Limitations of the present work stem mainly from the biases in sampling schemes and genome sequencing studies of Cronobacter. Information on the diversity, pathogenicity, and virulence of other Cronobacter species obtained from various sources is still relatively scarce and fragmentary, although they have been reported to be also implicated in serious infections [3, 46]. Hence, genomic comparison of different species proves to be challenging. To date, evaluating inter-species differences in Cronobacter relies mainly on representative or type strains. Another limitation is that detection of antibiotic resistance, virulence and other ecologically relevant genes depends mainly on the composition of current databases that are used for comparing sequence similarities. It is probable that C. sakazakii harbors novel mechanisms of resistance and virulence or has novel cellular targets that may be absent in other well studied bacterial pathogens. Its large repertoire of strain-specific genes may hold valuable insights into these new functions. We expect that our findings will provide critical information to mine these genomes for novel functions and traits. Niche-adaptive genes involved in chemotaxis, enterobactin synthesis, ferrienterobactin transporter, T6SS, galactose metabolism, and mannose metabolism as well as positively selected core genes will be an excellent starting point in functional assays in the future. Lastly, we underscore the need to undertake population genomics approaches to elucidate the genetic diversity of C. sakazakii and ensure the development of accurate detection methods, effective disease control and reliable microbial source tracking of contaminated foods.


In summary, we show that C. sakazakii is phylogenetically and genomically diverse.

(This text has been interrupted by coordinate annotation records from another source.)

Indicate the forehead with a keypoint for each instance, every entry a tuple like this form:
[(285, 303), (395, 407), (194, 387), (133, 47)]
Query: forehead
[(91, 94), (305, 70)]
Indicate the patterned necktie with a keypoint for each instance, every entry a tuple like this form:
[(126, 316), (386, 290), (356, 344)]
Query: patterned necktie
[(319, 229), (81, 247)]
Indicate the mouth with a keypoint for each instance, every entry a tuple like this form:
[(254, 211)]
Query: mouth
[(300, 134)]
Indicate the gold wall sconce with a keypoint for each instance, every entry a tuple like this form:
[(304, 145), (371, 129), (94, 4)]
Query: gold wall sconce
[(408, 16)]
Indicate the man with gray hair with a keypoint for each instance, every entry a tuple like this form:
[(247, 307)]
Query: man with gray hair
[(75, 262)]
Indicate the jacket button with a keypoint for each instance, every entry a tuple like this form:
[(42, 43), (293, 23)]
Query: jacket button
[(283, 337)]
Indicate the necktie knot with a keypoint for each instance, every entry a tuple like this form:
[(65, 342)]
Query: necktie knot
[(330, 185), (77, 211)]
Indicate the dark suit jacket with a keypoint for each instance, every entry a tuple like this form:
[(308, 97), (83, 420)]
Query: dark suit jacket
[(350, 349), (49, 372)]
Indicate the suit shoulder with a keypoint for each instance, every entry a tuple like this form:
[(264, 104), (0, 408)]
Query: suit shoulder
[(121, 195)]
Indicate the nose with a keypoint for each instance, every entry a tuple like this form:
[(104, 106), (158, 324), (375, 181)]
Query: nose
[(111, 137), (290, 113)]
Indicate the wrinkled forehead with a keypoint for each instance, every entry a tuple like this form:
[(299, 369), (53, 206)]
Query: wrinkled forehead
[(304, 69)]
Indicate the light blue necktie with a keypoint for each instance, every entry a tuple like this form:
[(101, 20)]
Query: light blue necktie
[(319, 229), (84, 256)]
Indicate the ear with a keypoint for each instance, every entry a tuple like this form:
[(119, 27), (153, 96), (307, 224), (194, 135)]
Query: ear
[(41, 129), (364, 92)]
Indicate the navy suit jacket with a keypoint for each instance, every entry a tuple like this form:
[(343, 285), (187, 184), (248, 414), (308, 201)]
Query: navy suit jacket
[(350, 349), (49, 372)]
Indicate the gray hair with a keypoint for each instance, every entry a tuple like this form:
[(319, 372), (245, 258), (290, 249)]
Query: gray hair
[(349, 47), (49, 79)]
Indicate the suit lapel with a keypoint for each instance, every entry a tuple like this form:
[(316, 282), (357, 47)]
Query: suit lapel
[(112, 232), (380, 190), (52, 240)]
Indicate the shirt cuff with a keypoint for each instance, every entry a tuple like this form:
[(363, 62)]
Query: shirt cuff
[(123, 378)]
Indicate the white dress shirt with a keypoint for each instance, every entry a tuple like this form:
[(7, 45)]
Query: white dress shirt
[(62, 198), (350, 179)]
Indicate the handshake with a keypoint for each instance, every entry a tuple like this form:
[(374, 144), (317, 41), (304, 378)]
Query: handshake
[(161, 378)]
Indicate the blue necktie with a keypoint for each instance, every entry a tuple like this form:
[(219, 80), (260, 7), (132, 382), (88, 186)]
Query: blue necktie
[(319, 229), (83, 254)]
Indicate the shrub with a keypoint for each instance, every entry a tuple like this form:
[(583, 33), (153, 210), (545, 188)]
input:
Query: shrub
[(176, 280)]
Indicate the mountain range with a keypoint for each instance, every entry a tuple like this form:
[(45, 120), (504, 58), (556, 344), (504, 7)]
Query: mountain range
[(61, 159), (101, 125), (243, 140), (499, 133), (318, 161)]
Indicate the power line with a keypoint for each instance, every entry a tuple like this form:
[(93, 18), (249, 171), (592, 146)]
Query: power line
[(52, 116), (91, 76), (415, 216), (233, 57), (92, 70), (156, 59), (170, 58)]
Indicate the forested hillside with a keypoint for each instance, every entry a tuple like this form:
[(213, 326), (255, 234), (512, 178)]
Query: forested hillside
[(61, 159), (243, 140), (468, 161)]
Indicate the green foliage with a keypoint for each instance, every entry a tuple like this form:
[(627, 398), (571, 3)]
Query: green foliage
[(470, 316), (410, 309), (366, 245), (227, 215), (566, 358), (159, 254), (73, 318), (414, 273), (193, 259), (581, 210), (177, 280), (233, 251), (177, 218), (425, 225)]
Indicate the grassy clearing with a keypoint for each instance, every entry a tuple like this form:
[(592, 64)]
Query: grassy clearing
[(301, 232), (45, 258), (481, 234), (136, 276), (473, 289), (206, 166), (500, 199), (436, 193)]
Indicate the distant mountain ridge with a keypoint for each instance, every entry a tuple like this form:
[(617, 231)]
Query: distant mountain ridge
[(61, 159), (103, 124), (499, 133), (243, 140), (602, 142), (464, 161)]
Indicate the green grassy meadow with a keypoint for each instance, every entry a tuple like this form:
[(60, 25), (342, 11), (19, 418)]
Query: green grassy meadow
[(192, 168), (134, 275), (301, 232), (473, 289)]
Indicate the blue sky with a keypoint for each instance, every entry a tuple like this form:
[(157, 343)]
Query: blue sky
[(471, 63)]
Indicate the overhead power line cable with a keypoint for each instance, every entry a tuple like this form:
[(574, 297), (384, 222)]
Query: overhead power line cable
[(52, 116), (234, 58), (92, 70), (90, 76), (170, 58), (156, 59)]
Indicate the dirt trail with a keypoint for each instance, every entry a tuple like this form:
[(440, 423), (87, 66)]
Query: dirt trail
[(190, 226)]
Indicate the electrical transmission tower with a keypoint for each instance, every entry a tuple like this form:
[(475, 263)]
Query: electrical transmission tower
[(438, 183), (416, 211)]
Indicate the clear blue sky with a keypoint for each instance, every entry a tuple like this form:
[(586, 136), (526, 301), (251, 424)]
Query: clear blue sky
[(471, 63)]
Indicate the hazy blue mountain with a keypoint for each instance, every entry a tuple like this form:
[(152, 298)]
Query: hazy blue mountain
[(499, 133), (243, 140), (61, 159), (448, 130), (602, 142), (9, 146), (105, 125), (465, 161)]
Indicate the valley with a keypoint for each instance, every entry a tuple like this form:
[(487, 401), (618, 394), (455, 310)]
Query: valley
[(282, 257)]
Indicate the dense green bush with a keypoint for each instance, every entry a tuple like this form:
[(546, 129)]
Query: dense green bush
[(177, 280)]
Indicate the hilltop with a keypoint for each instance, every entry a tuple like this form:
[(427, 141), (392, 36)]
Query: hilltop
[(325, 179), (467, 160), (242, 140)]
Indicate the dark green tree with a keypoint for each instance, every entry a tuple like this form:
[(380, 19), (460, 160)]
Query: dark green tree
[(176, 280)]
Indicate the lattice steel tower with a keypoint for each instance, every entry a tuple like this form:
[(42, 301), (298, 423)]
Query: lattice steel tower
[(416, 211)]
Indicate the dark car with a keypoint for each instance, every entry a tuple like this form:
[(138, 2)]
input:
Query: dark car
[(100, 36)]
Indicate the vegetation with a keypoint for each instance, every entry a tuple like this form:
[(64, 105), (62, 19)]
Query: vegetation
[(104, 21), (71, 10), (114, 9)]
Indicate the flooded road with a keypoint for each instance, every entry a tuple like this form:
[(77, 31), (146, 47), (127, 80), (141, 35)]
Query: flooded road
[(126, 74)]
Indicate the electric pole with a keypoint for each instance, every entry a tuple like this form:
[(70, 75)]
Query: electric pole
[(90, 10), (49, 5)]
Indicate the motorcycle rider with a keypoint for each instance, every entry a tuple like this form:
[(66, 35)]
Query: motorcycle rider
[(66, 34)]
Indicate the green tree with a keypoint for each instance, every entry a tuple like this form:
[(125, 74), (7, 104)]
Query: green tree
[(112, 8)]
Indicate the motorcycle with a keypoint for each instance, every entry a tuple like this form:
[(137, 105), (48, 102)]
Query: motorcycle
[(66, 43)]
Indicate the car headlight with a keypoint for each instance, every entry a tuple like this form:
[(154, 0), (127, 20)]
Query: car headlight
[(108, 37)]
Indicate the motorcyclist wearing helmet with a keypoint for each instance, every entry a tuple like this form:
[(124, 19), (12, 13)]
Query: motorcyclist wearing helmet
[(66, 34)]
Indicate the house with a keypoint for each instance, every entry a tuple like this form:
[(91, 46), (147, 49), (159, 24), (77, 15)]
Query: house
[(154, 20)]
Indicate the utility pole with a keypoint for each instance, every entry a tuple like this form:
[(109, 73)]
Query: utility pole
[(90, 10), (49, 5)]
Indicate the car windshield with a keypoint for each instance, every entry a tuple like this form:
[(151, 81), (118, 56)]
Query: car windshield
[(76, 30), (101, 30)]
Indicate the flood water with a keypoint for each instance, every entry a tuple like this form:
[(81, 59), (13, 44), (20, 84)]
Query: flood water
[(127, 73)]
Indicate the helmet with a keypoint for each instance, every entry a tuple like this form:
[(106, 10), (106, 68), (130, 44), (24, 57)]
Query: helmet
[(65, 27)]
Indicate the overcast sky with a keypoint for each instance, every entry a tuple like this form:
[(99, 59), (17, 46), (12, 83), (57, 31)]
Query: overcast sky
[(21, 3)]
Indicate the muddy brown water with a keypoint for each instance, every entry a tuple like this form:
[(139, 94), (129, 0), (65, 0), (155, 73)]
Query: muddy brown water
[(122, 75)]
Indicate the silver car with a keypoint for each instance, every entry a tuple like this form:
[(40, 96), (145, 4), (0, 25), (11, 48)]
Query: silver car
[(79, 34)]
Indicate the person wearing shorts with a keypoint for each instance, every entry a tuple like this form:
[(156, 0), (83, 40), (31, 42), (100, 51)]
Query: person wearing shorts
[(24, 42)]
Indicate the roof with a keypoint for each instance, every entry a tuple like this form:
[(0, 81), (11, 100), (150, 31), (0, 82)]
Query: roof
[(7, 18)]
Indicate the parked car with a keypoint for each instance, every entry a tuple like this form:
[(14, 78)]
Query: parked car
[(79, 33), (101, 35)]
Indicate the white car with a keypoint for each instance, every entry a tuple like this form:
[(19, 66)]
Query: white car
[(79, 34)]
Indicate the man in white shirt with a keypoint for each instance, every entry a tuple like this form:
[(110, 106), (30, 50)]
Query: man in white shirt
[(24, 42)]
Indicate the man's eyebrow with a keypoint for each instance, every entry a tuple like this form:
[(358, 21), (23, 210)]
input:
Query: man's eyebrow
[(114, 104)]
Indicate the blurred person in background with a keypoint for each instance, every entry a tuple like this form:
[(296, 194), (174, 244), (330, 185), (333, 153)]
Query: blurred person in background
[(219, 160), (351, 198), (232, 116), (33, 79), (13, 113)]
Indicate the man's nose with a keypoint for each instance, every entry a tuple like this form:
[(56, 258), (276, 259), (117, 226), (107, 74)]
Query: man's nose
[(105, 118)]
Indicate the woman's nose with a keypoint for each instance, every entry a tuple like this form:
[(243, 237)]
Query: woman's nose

There are at least ten deep branching monophyletic lineages indicative of ancestral diversification, each of which appears to have rapidly diversified in recent times. The presence of a large accessory gene pool, ability to switch between ecological niches, a diverse suite of antibiotic resistance, virulence and niche-specific genes, and frequent recombination partly explain the remarkable ecological versatility and xerotolerant lifestyle of C. sakazakii. Results from this study are expected to inform molecular diagnostic tools that can be used in implementing successful surveillance programs and in the control and prevention of Cronobacter-related foodborne illnesses.



A total of 313 Cronobacter genomes available in October 2018 were downloaded from the NCBI SRA database. Accession numbers and information (total read length, annotation statistics, and metadata) are shown in Additional file 4: Table S1. The sequences were trimmed using Trimmomatic v.0.36 [80] with a four-base sliding window, a minimum PHRED score of 15 and a minimum length of 35. The sequences were assembled using SPAdes v3.10.0 [81] with default parameters. Two misassembled genomes (SRR7235683 and SRR7439201) were removed from analysis. We assessed the quality of the genomes using CheckM v.1.0.13 [22] to exclude genomes with less than 90% completeness (SRR7419954) and greater than 5% contamination (SRR7367482, SRR7419954, DRR015813, DRR015986, DRR015987, SRR944696, DRR015812). Finally, we removed those assemblies with > 500 contigs (SRR7235892, SRR7419951, SRR7419962, SRR7439218, DRR015912). The genomes were annotated using Prokka v.1.12 with default parameters [82]. We carried out genome re-assembly and re-annotation to maintain consistency in gene assignments.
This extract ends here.